The decline in antibiotic resistance in S. aureus over the past 10 years runs counter to the prevailing paradigm of an inexorable rise of multidrug resistance among human pathogens. Defining the forces driving the decline will be a critical task to guide efforts to control S. aureus infection and antibiotic resistance. Further, as most clinical laboratories do not test for penicillin susceptibility, the increasing incidence of PSSA should prompt evaluation of broader geographic trends along with reevaluation of the cost-effectiveness of penicillin testing and treatment.
Author contributions
Skanjilal and YHG conceived and designed the study. Electronic medical record data collection and cleaning was done by SKanjilal. Samples were collected by SKanjilal. Samples were processed by GL. Sample preparation / device design and fabrication were done by SKim and PCB. Statistical modeling was performed by SKanjilal and MT. Bioinformatic analysis was done by MAS and YHG. Data interpretation was done by SKanjilal, MAS, and YHG. Drafting of the manuscript was done by SKanjilal, MAS and YHG. All authors critically reviewed and approved the final manuscript.

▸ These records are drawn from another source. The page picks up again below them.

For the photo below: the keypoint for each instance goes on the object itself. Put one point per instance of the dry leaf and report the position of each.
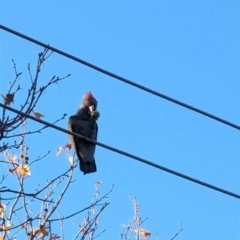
(144, 233)
(2, 209)
(9, 98)
(98, 182)
(42, 230)
(53, 237)
(24, 171)
(12, 158)
(59, 150)
(70, 158)
(38, 115)
(68, 146)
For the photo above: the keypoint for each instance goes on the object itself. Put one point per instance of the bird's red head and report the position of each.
(89, 100)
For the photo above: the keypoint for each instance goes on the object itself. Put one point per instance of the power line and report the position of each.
(124, 153)
(121, 78)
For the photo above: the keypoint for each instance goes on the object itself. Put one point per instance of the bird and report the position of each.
(84, 123)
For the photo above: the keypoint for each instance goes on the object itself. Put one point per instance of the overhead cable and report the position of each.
(124, 153)
(121, 78)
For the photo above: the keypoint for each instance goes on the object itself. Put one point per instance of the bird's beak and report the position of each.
(91, 108)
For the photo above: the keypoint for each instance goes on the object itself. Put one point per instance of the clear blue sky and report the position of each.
(188, 50)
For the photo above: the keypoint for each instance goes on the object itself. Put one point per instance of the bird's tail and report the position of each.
(88, 167)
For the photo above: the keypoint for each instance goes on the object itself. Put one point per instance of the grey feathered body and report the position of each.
(83, 124)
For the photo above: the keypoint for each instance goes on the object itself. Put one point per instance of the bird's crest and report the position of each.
(88, 95)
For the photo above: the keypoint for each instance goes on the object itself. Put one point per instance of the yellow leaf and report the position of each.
(23, 171)
(68, 146)
(38, 115)
(144, 233)
(2, 209)
(53, 237)
(42, 230)
(59, 150)
(9, 98)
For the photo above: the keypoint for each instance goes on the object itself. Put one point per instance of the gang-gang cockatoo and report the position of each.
(84, 123)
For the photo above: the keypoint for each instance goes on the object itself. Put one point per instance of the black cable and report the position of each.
(124, 153)
(121, 78)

Conflict of Interest Disclosures
All authors declare no conflicts of interest.
Funding
NIH T32 AI007061 (SKanjilal), Burroughs Wellcome Fund Career Award at the Scientific Interface (PCB), Smith Family Foundation (YHG), and Doris Duke Charitable Foundation Clinical Scientist Development Award (YHG).
Role of the Funder / Support
Funders had no role in the design of the study, data collection, management, analysis, interpretation, manuscript preparation, review, or the decision to submit the manuscript for publication.
Acknowledgements
We thank Marc Lipsitch for advice and discussions and Sarah Fortune for her review of the manuscript. They did not receive compensation for their roles.